Да, впрочем, что там, всё нормально, спи.
В сравненье с тем, что возвели за трассой
вы, бывши классом, партией и массой,
погост - дыра: не разобрать ни зги.

Насилу отыскал. Ещё стопарь,
потом ещё я пью и без закуски,
чтоб затрясло почище трясогузки.
(Хотя б я был как эта божья тварь!)

Но к делу. Очень нелегко начать.
В минуты, как родной души взалкаю
средь серых стен, я тут же замолкаю:
повсюду ощущается печать

незримая, но очень уж живая
твоих ночей и дней - твой говорок,
по-старчески беспечный взгляд, шум ног.
И всё строчит, рвань памяти сшивая.

И так во всём.

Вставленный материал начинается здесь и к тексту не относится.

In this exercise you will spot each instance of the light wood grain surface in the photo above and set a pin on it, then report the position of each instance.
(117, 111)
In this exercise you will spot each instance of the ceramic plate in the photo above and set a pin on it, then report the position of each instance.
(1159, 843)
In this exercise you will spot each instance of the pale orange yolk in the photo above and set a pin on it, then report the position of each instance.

Хрусталь, что дребезжит
в серванте, подаёт забытый голос
весёлых празднеств, отчего их образ
и по сей день из сердца не изжит.

Зрачком, как тепловизором, косяк
любой в квартире озираю, помня,
как преданно глаза твои тайком на
меня моляще, ищуще косят.

И все приборы, электроприборы,
знававшие твои виски, проборы,
хранят необъяснимое тепло.
Мне греться б молча им, но я трепло.

И - что ещё? - конечно, голос твой,
которым ты зовёшь меня обычно -
хрипящий - прежде был похож на клич, но
на хрип в ответ перехожу на вой.

А после - хоть умри, хоть лезь на стену
от взглядов, и тепла, и голосов.
Я понимаю, что себе крестов
и не таких ещё на плечи вздену.

И с тем сжимаю веки, морщу лоб.
Как ангел и естественный мнемоник,
всё б это принял с лёгкостью ребёнок,
но, боже мой, не взрослый остолоп!

Одно, над чем теперь имею власть я:
за шарк твоей ступни, за позывной,
за сказ о малолетстве в посевной
отдам любые перспективы счастья.

Я вижу - нету, в сущности, любви
в известном мире, что была бы крепче
любви родительской, прощенья легче
отцов и матерей, как ни криви.

Есть только смысл - воздавать вещам.
Не отказать могильному служенью.
Оно препятствие тоске и жженью
в груди и сиплой глотке по ночам.

Есть толк, однако, растопырив клешню,
пилить, сверлить, вертеть и забивать,
придумывать и тут же забывать,
пока в итоге сам не станешь вещью.

И есть резон за тем, чтоб был пригляд
за крепкой крышей, за глубокой вспашкой,
за вечером хмельным с канальей Пашкой.
И чтобы никаких - на кой, мол, ляд!

Я поручаюсь сеять и пахать,
и петь, и хохотать - да чтоб на этом
унылом месте мне не быть поэтом,
чтоб в рот лишь сухари одни пихать!

Сейчас слова молитвенны, грузны.
Прости мне, что живому не читал их.
Я жду слогов угластых, звуков талых -
такие нынче мне приходят сны.

А ты, родной, не приходи неволей.
Во снах будь строже, бей меня пинком,
и я приду и с водкой, и с венком
за самой лучшей, самой горькой долей.

Опять не то, не то. Тебя люблю,
целую хлёсткий хвост степному ветру,
и кланяюсь прогнувшемуся метру,
и пью, и пью, и жалюсь февралю.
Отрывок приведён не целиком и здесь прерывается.